This is why I could never read philosophy.
Wallowing in the lowbrow.

Dumbfounded, indeed.

It's been a really weird week, book-wise.

Every book that I've picked up expecting to love has left me underwhelmed (hello, A.A. Gill's Previous Convictions) while books that I didn't expect to read past the first twenty-five pages have floored me. Case in point? Matthew Rothschild's memoir Dumbfounded.

Dumbfounded It's the story of Rothschild's childhood, which was spent in affluence on New York City's Upper East Side, but which wasn't really comfortable by any stretch of the imagination (or, as he puts it on his book's cover: "Why having it all isn't for sissies."). Left with his grandparents at a young age while his socialite mother took off for Europe, Matthew found himself living with a very unique couple in their seventies--meaning he was largely left to his own devices to figure out how to get along in school (or not--he got kicked out of every school he attended), how he felt about Judaism, and whether or not he was gay.

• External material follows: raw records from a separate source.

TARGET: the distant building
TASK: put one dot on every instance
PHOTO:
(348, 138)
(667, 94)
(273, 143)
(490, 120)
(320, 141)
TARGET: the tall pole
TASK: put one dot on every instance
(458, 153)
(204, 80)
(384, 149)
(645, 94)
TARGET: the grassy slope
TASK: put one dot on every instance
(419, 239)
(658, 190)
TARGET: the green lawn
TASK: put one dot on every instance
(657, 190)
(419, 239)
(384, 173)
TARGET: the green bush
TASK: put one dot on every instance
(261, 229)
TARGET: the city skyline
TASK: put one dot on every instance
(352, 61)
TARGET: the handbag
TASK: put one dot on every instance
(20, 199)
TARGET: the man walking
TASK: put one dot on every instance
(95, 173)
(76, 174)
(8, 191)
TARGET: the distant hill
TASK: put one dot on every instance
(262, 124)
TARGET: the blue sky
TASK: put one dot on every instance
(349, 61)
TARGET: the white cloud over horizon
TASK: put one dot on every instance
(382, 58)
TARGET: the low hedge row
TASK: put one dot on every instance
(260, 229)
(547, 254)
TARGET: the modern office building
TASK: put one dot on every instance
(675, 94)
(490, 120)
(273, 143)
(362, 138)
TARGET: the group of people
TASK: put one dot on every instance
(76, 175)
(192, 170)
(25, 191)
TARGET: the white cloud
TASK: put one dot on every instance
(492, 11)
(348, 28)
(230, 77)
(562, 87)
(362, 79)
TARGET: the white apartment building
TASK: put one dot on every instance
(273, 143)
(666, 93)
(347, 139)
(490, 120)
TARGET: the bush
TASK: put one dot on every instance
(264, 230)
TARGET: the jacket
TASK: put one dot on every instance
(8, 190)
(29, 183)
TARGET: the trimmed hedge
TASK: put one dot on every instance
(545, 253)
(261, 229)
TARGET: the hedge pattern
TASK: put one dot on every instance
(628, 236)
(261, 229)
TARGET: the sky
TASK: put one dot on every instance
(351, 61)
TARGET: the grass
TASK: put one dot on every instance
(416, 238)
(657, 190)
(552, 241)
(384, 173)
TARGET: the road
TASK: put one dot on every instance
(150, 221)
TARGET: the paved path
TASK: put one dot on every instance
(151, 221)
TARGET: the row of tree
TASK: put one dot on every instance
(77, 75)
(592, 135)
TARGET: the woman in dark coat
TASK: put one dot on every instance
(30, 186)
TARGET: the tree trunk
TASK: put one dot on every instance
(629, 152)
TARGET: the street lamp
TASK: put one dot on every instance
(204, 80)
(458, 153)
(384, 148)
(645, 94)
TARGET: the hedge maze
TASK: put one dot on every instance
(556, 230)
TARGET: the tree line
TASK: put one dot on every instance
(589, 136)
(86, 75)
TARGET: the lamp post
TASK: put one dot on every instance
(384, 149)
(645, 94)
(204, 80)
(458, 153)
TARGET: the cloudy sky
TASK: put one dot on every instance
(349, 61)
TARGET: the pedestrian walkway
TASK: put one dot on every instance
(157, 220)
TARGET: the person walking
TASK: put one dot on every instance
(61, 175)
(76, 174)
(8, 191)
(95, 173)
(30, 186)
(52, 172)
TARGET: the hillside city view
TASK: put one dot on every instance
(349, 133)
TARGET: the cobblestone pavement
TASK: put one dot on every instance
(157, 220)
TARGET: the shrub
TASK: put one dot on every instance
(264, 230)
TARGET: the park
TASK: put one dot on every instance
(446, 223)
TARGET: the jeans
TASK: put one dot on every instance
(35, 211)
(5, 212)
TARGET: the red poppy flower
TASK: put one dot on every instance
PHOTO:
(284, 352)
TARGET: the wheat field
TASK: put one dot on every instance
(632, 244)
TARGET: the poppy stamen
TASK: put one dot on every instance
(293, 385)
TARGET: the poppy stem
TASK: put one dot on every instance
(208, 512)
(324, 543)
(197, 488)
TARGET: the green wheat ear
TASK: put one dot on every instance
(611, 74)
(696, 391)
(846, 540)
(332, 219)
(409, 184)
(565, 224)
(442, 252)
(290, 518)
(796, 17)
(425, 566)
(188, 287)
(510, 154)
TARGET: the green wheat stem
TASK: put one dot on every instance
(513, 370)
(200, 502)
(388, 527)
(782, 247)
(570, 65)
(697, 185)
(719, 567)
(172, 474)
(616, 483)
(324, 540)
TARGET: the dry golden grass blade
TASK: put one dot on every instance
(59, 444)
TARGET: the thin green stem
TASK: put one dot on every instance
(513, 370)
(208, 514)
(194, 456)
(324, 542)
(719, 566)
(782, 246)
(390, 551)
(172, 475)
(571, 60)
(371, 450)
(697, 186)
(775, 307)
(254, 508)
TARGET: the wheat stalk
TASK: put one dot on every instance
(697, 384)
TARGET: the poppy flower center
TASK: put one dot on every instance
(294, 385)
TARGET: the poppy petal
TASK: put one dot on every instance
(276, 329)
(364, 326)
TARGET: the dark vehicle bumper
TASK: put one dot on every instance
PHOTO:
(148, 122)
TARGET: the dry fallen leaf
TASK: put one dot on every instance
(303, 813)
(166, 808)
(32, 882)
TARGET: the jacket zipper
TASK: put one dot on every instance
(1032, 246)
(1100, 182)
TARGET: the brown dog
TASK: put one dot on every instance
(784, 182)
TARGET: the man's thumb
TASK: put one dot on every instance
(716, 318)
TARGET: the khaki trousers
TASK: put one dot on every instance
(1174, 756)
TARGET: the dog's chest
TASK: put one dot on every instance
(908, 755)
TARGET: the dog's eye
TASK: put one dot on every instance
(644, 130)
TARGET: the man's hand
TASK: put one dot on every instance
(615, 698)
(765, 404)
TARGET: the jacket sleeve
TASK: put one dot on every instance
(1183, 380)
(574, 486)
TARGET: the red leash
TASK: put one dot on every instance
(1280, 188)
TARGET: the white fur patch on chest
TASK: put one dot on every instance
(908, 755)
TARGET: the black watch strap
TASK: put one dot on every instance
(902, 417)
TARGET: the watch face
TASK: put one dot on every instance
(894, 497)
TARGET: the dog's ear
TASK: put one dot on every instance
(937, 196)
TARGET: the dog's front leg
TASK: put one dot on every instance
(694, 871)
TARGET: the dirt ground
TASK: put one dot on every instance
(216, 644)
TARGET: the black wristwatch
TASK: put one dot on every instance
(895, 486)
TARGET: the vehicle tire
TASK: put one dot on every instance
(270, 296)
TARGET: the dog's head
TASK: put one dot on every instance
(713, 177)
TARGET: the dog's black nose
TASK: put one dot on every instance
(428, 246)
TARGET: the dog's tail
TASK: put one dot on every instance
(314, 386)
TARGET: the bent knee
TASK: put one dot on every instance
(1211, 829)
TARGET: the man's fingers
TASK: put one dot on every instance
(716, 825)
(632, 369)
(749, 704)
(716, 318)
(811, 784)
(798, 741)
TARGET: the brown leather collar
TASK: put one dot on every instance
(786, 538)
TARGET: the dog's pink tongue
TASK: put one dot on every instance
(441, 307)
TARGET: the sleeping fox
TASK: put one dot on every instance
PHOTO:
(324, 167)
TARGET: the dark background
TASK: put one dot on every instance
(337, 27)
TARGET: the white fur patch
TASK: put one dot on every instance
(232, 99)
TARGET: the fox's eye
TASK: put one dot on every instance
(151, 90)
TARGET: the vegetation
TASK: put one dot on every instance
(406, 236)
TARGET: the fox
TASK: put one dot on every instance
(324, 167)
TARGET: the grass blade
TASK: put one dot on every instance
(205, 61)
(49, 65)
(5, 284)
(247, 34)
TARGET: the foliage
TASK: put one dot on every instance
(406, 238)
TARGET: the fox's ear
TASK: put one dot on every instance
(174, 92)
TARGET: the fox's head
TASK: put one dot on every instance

But, hands down, the best part of this story is Matthew's grandmother, who refers to her husband's affluent family as "that damn cult" and very rarely minces words. This is one of my favorite passages:

"My grandmother was not the kind of woman who waited for cocktail hour before she started drinking, and I knew that sometimes she carried a sliver flask with her to events for support. My grandfather, on the other hand, rarely drank anything stronger than coffee, so it's a wonder why it was his health that was the issue.

'I'll tell you why he's so sick,' my grandmother informed me confidentially. 'He was the first one in that damn cult he calls a family not to marry his cousin.'

'That's gross,' I said.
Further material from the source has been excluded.